You are viewing a plain text version of this content. The canonical link for it is here.
Posted to solr-user@lucene.apache.org by Niklas Langvig <ni...@globesoft.com> on 2013/03/15 16:10:30 UTC

solr cell

We have all our documents (doc, docx, pdf) on a linux file server (~8 000 000 documents), is there a good way to update solr with documents that are added to the file server and deleted from the file server?
In windows you could have a wmi script that would get noticed when a document has been removed or added and then do appropriate update in solr.
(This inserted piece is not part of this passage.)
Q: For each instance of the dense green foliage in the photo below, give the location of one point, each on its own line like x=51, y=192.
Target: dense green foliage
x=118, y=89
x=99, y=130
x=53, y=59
Can this be solved somehow?

Thanks
Niklas

Re: solr cell

Posted by Jack Krupansky <ja...@basetechnology.com>.
Take a look at ManifoldCF, whch has a file system crawler which can track 
changed files.

-- Jack Krupansky

-----Original Message----- 
From: Niklas Langvig
Sent: Friday, March 15, 2013 11:10 AM
To: solr-user@lucene.apache.org
Subject: solr cell

We have all our documents (doc, docx, pdf) on a linux file server (~8 000 
000 documents), is there a good way to update solr with documents that are 
added to the file server and deleted from the file server?
In windows you could have a wmi script that would get noticed when a 
document has been removed or added and then do appropriate update in solr.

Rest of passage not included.